In the validation cohort (CD: n = 20, control: n = 22), the area under curve [AUC] value also reached 79.55% (Figure 1E). Other public IBD datasets applied for secondary verification also support the accuracy of gene markers, and AUC value between CD and Control samples reached 71.41% (Figure 1F). In contrast the accuracy of using the prediction model based on the five gene markers to distinguish between the UC (n = 76) and CD (n = 88) groups reached only 58.46% (Figure 1H), which indicated that in IBD patients, both UC and CD were chronic inflammatory reactions that occurred in the intestinal tract and that there were overlapping or similar mutation sites in individuals with both diseases.
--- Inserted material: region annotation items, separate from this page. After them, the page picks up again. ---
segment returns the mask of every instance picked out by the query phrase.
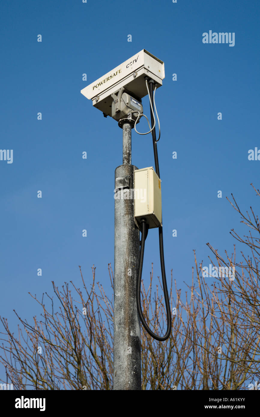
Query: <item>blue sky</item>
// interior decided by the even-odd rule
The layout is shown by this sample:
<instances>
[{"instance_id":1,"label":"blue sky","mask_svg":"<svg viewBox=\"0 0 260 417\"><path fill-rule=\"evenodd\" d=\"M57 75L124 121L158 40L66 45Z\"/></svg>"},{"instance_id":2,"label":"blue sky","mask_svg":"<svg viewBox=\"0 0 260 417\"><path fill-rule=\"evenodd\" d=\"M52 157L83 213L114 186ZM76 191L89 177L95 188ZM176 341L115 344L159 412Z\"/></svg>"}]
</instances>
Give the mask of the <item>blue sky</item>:
<instances>
[{"instance_id":1,"label":"blue sky","mask_svg":"<svg viewBox=\"0 0 260 417\"><path fill-rule=\"evenodd\" d=\"M13 149L13 161L0 161L0 315L13 331L13 309L28 319L39 312L28 291L50 293L52 280L79 285L79 265L90 284L94 264L97 280L111 291L107 264L114 267L114 173L121 163L122 131L80 90L143 48L165 64L156 103L168 283L172 269L177 288L190 284L192 250L208 264L207 242L231 254L230 230L247 230L226 196L232 193L244 211L252 205L257 213L259 207L250 184L259 187L260 161L247 156L260 148L260 9L256 1L224 0L1 4L0 148ZM202 33L210 30L235 33L235 46L203 44ZM147 97L143 104L148 115ZM144 118L138 130L147 130ZM154 166L151 135L133 131L132 160L139 168ZM161 271L155 230L146 244L147 284L152 262L155 283Z\"/></svg>"}]
</instances>

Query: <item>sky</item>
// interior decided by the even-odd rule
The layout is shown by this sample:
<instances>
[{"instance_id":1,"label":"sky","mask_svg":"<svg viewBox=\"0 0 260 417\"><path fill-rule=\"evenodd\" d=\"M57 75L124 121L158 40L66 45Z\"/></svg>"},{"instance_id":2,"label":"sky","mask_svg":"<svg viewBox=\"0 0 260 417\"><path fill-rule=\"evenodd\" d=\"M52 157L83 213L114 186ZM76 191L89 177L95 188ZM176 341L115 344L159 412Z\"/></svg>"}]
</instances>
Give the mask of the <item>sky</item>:
<instances>
[{"instance_id":1,"label":"sky","mask_svg":"<svg viewBox=\"0 0 260 417\"><path fill-rule=\"evenodd\" d=\"M260 161L248 157L260 149L260 9L255 0L2 2L0 149L13 150L13 160L0 160L0 316L13 331L14 309L30 320L39 314L28 291L51 294L52 281L79 286L78 265L90 285L94 264L97 280L111 292L122 130L80 92L143 49L165 65L156 99L168 285L172 269L177 288L190 284L193 249L208 265L207 242L231 254L230 229L246 234L226 196L232 193L242 210L252 205L259 212L250 184L259 188ZM235 33L235 44L203 43L210 30ZM149 116L147 96L142 102ZM144 118L138 130L148 130ZM133 131L132 143L132 163L154 167L151 135ZM156 284L155 229L146 242L145 285L152 262Z\"/></svg>"}]
</instances>

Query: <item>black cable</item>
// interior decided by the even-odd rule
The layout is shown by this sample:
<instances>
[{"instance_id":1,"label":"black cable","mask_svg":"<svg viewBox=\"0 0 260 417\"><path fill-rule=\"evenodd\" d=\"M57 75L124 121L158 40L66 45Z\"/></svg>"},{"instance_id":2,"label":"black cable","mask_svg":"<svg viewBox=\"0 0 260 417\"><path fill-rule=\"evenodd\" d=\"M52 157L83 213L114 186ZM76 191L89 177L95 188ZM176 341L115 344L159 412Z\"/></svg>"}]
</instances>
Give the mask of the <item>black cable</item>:
<instances>
[{"instance_id":1,"label":"black cable","mask_svg":"<svg viewBox=\"0 0 260 417\"><path fill-rule=\"evenodd\" d=\"M153 91L154 88L154 81L150 80L149 83L149 92L151 101L151 102L152 108L154 109L154 99L153 97ZM150 106L150 111L151 113L151 126L154 126L154 116L152 111L151 107ZM154 128L151 132L153 137L153 145L154 146L154 163L155 165L155 172L160 178L160 171L159 170L159 162L158 160L158 156L157 151L157 143L156 142L156 134L155 133L155 128ZM159 340L162 342L166 340L171 334L172 331L172 314L171 308L170 307L170 303L169 301L169 295L168 294L168 289L167 288L167 282L166 281L166 274L165 274L165 267L164 266L164 244L162 235L162 227L160 226L159 228L159 246L160 249L160 260L161 261L161 270L162 271L162 285L164 290L164 299L165 300L165 306L166 307L166 311L167 314L167 330L166 333L164 336L158 336L154 333L149 328L146 323L142 311L142 309L141 304L141 284L142 278L142 271L143 269L143 262L144 261L144 244L145 239L148 234L148 226L146 224L146 219L141 219L141 246L140 248L140 256L139 258L139 265L138 266L138 274L137 276L137 283L136 286L136 304L137 306L137 311L141 321L142 324L146 330L154 339L157 340ZM149 226L148 226L149 227Z\"/></svg>"}]
</instances>

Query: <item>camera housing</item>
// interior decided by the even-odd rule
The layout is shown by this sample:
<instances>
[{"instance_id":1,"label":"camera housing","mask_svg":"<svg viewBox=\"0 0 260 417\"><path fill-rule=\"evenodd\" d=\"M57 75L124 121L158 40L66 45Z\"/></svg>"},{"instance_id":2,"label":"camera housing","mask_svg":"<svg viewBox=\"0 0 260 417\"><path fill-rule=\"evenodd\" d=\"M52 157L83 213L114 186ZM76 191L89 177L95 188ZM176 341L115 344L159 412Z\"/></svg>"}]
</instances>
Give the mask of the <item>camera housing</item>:
<instances>
[{"instance_id":1,"label":"camera housing","mask_svg":"<svg viewBox=\"0 0 260 417\"><path fill-rule=\"evenodd\" d=\"M159 88L165 77L164 64L152 54L142 49L83 88L81 92L92 100L94 107L112 117L114 100L111 95L118 93L120 88L124 88L130 95L134 99L136 97L137 101L141 103L141 99L148 94L145 80L146 77L152 78Z\"/></svg>"}]
</instances>

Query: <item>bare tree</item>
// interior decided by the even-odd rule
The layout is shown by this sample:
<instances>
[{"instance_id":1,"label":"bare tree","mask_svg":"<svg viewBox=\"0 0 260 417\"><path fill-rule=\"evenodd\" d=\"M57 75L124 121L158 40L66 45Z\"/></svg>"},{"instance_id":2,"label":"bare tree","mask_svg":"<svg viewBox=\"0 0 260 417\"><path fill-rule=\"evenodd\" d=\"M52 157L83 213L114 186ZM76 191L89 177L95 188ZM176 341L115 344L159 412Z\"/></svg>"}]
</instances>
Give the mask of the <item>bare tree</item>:
<instances>
[{"instance_id":1,"label":"bare tree","mask_svg":"<svg viewBox=\"0 0 260 417\"><path fill-rule=\"evenodd\" d=\"M259 221L251 208L250 217L247 212L245 216L242 214L234 198L231 204L242 222L252 229L245 239L231 232L250 249L250 254L242 252L242 260L237 262L234 245L234 253L229 256L226 251L224 260L207 244L214 256L214 261L209 257L214 267L222 273L234 272L232 278L220 273L213 280L205 276L194 251L191 284L187 284L184 296L176 280L173 289L172 271L171 336L159 342L141 328L142 389L245 389L260 379ZM30 324L15 312L20 322L16 335L7 320L0 318L5 330L0 346L0 362L6 369L3 382L10 381L17 389L113 389L111 265L109 296L96 283L94 266L90 290L79 268L81 289L71 281L59 290L53 282L52 297L45 293L39 300L30 294L41 306L41 318L34 317ZM153 275L152 264L146 290L142 284L142 309L153 331L163 333L167 316L160 295L162 283L159 279L153 290Z\"/></svg>"}]
</instances>

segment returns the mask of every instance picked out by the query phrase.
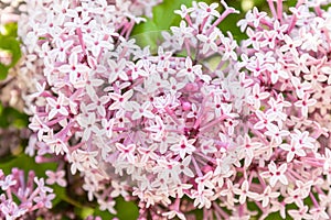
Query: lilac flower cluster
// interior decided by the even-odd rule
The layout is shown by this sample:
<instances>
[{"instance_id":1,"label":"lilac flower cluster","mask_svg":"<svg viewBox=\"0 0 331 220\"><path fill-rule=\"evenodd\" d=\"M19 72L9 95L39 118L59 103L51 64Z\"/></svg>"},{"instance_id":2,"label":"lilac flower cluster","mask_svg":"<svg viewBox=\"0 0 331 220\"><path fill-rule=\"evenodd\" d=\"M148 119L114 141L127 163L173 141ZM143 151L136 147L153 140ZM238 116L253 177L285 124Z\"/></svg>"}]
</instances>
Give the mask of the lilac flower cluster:
<instances>
[{"instance_id":1,"label":"lilac flower cluster","mask_svg":"<svg viewBox=\"0 0 331 220\"><path fill-rule=\"evenodd\" d=\"M29 172L25 180L24 172L13 168L4 175L0 169L0 218L20 219L41 216L43 210L52 208L55 195L43 178L38 178L34 172Z\"/></svg>"},{"instance_id":2,"label":"lilac flower cluster","mask_svg":"<svg viewBox=\"0 0 331 220\"><path fill-rule=\"evenodd\" d=\"M68 162L111 213L122 196L140 219L196 208L205 219L329 219L330 1L287 13L269 0L271 15L255 8L239 21L239 46L217 28L237 12L225 1L222 13L182 6L157 54L128 38L141 21L129 3L28 4L22 73L36 79L25 97L36 134L26 153Z\"/></svg>"}]
</instances>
The model specificity was be verified between CD samples in discovery cohort (n = 68) and external healthy people cohort (n = 112), with a high accuracy of 89.75%, as shown in Figure 1G. Moreover, due to the increased risk of CRC in patients with IBD, the CRC cohort (n = 126) was also used to verify the specificity and accuracy of these gene markers in different intestinal diseases, and the CD gene markers could be used to separate the CD (n = 88) and CRC (n = 126) groups with a high accuracy of 95.74%, as shown in Figure 1H.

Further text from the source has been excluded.